- Born: 1916 Komarów-Osada, Poland
- Died: 2007 Montreal, Canada
- Occupations: Chief Rabbi, Montreal Chabad community (1944-2007); Chief Rabbi, Montreal Rabbinical Court (1952-2007);

= Yitzchak Hendel =

Canadian rabbi

Rabbi Yitzchak HaCohen Hendel (1916-2007) was a prominent Chabad Hasidic rabbi from Montreal. From 1944 until his death in 2007, Rabbi Hendel served as the chief rabbi of the Chabad community in Montreal.

==Biography==
Rabbi Yitzchak Hendel was born in 1916 in the town of Komarów-Osada, Poland. He joined the Chabad movement while studying in Warsaw. During World War II, Rabbi Hendel and a number of rabbinical students escaped to Shanghai. After the war, Rabbi Hendel moved to Montreal.
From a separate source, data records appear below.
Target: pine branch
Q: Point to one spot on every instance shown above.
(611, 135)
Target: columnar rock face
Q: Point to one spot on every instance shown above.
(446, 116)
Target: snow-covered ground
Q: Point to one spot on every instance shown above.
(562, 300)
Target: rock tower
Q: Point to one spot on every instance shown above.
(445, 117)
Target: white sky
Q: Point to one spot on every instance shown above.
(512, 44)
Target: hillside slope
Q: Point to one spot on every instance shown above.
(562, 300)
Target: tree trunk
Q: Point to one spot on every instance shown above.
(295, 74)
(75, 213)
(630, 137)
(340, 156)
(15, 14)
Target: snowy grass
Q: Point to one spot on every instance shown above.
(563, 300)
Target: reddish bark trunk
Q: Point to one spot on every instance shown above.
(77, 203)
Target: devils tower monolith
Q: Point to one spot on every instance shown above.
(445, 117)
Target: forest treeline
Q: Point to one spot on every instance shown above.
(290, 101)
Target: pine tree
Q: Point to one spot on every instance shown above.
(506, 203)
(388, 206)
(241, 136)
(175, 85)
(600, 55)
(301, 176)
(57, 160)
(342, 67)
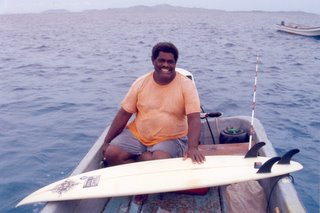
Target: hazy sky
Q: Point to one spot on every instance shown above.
(27, 6)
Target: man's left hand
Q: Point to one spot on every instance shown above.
(195, 155)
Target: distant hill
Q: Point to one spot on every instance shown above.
(160, 7)
(56, 11)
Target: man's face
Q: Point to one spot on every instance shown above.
(164, 66)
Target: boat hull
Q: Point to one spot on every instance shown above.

Rabbi Yitzchak Hendel served as the chief rabbi for Montreal's Chabad community. His appointment as chief rabbi began soon after his marriage in 1944. Upon the request of the Lubavitcher Rebbe, Rabbi Menachem Mendel Schneerson Rabbi Hendel helped establish the Chabad community in Montreal. Aside from leading the Chabad community in Montreal, Rabbi Hendel additionally served as the Av Beis Din (head of the rabbinical court) for Montreal's Orthodox Jewish community.